La mayoría de las personas comienzan utilizando lámparas de mercurio estándar, pero estas no siempre son la herramienta adecuada para este tipo de trabajos. Las lámparas de yoduro de galio modifican el espectro de luz, específicamente en el rango de 320 nm a 400 nm. Se trata de un cambio sutil en la física, pero tiene un impacto enorme cuando se trabaja con tintas gruesas o adhesivos resistentes.
El problema de la formación de una capa superficial
Cuando se utiliza una lámpara de onda corta con una capa gruesa de tinta, la superficie superior se endurece casi al instante. Eso suena bien, hasta que se da cuenta de que la superficie ha creado una especie de “capa protectora” que impide que los monómeros no reaccionados lleguen a la parte inferior. El resultado es un producto que parece estar curado, pero en realidad sigue siendo blando en su interior. Las lámparas de yoduro de galio solucionan este problema. Penetran en esa capa superficial y alcanzan las capas más profundas del material, asegurándose de que todo esté completamente curado.

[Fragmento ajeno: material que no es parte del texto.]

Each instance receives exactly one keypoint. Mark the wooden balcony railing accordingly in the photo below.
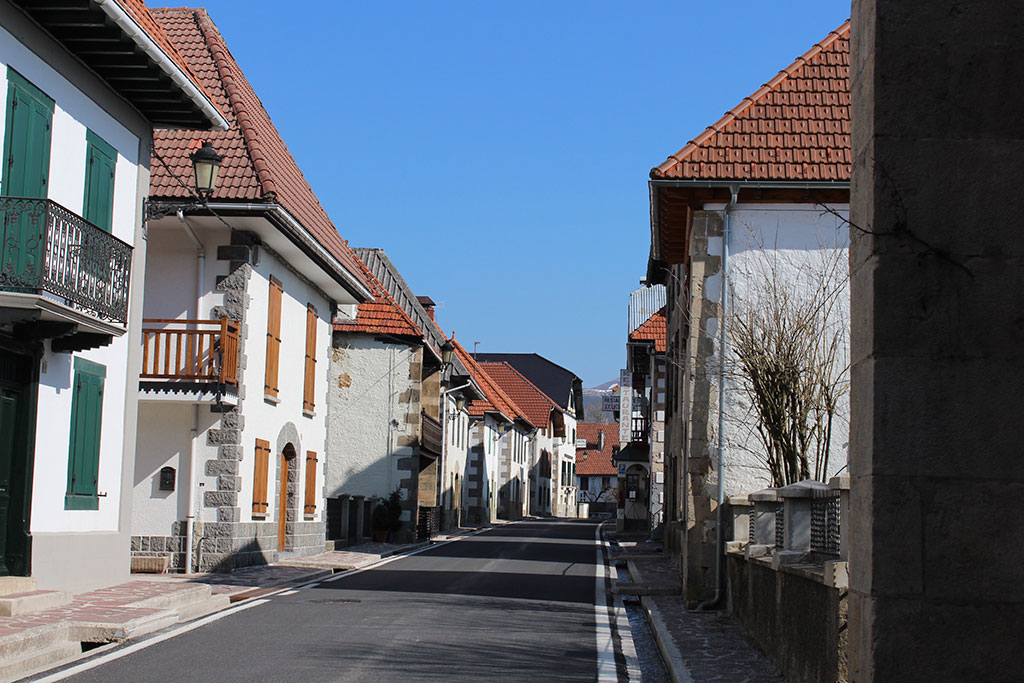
(197, 350)
(46, 248)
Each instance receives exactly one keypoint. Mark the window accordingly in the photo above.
(309, 384)
(262, 462)
(272, 339)
(83, 441)
(310, 505)
(27, 138)
(100, 160)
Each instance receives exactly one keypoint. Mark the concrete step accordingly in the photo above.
(105, 632)
(188, 594)
(14, 604)
(10, 585)
(39, 638)
(38, 660)
(208, 606)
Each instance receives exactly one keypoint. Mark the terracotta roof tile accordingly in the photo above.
(382, 315)
(534, 403)
(257, 165)
(495, 398)
(795, 127)
(591, 461)
(653, 330)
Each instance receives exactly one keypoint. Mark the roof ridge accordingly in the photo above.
(751, 99)
(221, 56)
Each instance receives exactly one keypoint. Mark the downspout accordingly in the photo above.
(723, 348)
(193, 479)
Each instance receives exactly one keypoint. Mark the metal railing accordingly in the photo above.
(430, 436)
(46, 248)
(198, 350)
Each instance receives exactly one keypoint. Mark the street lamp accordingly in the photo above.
(206, 164)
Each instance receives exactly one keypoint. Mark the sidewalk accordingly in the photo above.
(33, 642)
(702, 647)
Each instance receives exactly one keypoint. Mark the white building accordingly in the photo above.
(241, 293)
(76, 144)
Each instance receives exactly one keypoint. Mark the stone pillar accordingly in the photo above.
(937, 251)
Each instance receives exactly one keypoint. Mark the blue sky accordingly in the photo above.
(499, 152)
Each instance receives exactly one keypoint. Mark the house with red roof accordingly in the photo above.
(84, 87)
(597, 474)
(243, 285)
(753, 209)
(397, 418)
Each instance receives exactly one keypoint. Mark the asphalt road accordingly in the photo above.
(513, 603)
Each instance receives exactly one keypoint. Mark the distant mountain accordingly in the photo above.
(592, 399)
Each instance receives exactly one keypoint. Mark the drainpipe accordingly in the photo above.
(193, 446)
(723, 341)
(444, 436)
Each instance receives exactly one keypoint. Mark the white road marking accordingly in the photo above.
(167, 635)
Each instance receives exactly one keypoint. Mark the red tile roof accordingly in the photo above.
(653, 330)
(257, 165)
(591, 461)
(795, 127)
(534, 403)
(147, 23)
(495, 397)
(382, 315)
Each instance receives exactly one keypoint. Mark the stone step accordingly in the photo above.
(10, 585)
(38, 660)
(208, 606)
(188, 594)
(105, 632)
(14, 604)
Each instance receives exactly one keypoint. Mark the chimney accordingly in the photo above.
(428, 304)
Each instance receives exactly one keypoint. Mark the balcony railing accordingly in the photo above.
(46, 248)
(197, 350)
(430, 437)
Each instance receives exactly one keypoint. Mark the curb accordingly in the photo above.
(670, 653)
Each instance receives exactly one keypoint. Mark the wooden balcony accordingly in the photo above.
(190, 350)
(431, 437)
(45, 248)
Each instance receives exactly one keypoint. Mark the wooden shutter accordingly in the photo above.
(100, 160)
(83, 438)
(262, 462)
(272, 339)
(310, 505)
(309, 385)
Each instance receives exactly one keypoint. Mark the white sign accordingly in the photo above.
(625, 406)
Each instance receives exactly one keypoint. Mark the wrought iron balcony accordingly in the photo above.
(192, 350)
(430, 435)
(45, 248)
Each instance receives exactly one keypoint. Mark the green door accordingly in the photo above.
(26, 171)
(15, 426)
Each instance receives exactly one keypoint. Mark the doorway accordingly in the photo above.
(286, 494)
(17, 421)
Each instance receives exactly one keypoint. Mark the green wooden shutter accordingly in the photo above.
(100, 160)
(27, 138)
(83, 447)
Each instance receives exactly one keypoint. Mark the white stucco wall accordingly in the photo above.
(788, 243)
(74, 113)
(367, 378)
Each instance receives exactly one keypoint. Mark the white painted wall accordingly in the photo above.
(790, 240)
(74, 113)
(366, 419)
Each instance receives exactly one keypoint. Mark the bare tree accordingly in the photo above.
(788, 337)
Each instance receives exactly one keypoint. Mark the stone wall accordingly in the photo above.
(792, 616)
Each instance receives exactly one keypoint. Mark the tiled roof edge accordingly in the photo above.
(750, 100)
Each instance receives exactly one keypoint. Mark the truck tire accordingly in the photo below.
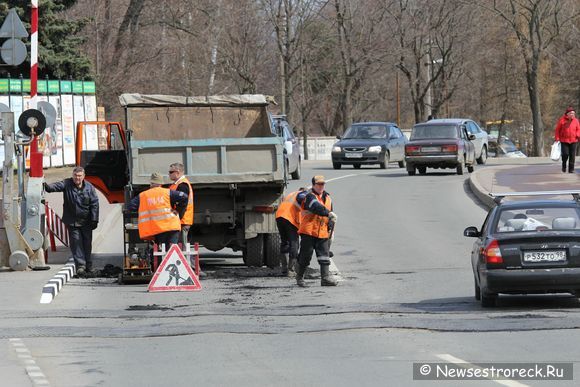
(254, 251)
(272, 250)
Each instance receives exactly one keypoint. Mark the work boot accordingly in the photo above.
(326, 279)
(81, 271)
(291, 266)
(300, 276)
(284, 264)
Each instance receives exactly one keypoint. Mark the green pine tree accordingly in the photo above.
(59, 53)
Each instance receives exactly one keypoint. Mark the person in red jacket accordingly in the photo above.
(568, 133)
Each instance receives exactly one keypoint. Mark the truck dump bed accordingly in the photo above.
(219, 139)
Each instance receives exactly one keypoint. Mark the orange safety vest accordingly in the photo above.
(312, 224)
(289, 209)
(155, 213)
(187, 218)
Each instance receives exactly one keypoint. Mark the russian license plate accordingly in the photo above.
(545, 256)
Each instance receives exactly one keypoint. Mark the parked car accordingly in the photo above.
(370, 143)
(505, 149)
(291, 145)
(440, 144)
(530, 246)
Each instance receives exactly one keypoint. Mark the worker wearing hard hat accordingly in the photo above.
(182, 184)
(160, 210)
(316, 223)
(288, 221)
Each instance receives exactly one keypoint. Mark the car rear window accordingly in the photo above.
(538, 219)
(433, 132)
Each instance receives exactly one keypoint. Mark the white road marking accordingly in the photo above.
(32, 369)
(455, 360)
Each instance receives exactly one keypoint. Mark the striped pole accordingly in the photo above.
(35, 155)
(33, 54)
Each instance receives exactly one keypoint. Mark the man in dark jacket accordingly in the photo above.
(80, 214)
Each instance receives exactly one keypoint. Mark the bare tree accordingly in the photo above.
(536, 23)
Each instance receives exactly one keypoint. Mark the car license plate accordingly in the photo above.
(545, 256)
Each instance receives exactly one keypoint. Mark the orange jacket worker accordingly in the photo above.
(316, 217)
(157, 218)
(182, 184)
(288, 221)
(568, 133)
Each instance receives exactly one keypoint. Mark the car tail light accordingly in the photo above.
(410, 149)
(449, 148)
(264, 209)
(492, 253)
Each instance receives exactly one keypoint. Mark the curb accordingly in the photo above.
(480, 192)
(53, 286)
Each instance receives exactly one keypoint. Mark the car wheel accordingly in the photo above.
(253, 253)
(488, 300)
(483, 157)
(297, 172)
(385, 163)
(460, 167)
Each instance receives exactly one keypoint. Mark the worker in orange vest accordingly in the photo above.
(159, 212)
(315, 217)
(182, 184)
(288, 221)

Mantener la temperatura bajo control
Estas lámparas no son fáciles de utilizar. Es necesario asegurarse de que el balasto sea compatible con la tensión y la corriente de la lámpara. Además, estas lámparas generan mucho calor. Para mantener el sistema funcionando correctamente, es necesario contar con un buen sistema de enfriamiento. Ya sea que se utilicen cojines de aire o agua, no se debe escatimar en esto. Si el sistema de enfriamiento no funciona bien, la envoltura de cuarzo se dañará y las lámparas se quemarán mucho antes de lo esperado.
Más que solo un número de modelo
No simplemente ponemos las lámparas en una caja y las enviamos. Así no funciona la verdadera producción. Hemos visto demasiados talleres intentar resolver problemas de curado simplemente aumentando la potencia de las lámparas. Por lo general, ese es un error. Lo que realmente falta no es potencia, sino el tipo correcto de luz. Preferimos analizar la velocidad de producción y el espesor de la tinta para encontrar el equilibrio adecuado. Se trata de lograr un curado perfecto sin dañar las lámparas cada pocos cientos de horas, ni desperdiciar mucha energía. De esta manera, todo funciona de manera más fluida.